Stages of the E-Discovery Process
Step 1. Identification
Counsel and client determine where potentially relevant evidence may be stored. The custodians of this evidence are identified. Relevant date ranges are also often identified to ensure that the process of e-discovery does not become overwhelming.
Step 2. Preservation
Preservation is the process of ensuring that data identified as potentially relevant is preserved properly and in a timely manner. This is generally done by notifying custodians that the evidence in their possession must be preserved.
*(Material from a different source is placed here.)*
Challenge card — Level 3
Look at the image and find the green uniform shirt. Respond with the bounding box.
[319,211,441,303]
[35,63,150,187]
A legal hold is often put in place.
Step 3. Collection
This process involves gathering all the potential evidence into one location so that the data can be processed to determine which of its portions actually contain relevant evidence.
Step 4. Processing
This step involves reading the data for review. Evidence is extracted. It is important that this process occurs in a forensically sound manner, including metadata preservation. It is very important that metadata is never altered as this information can often prove the validity and authenticity of evidence. DFC provides de-duplication to eliminate redundant information, as well as advanced “near-duplication” removal. In order to do this, we consolidate similar content to the smallest possible set, significantly cutting time and money spent for review. Oftentimes, we can eliminate up to 50% of email and document repositories, radically optimizing the document review process.
Step 5. Review
This is the most important step in the e-discovery process. We can help you complete extensive, in-depth searching and culling in the most efficiently possible manner. Notably, as much as 90% of collected ESI can be non-responsive (irrelevant). Therefore, in order to ensure that the evidence processed is only the most relevant ESI, we take out irrelevant content programmatically while identifying the content that is the most likely relevant.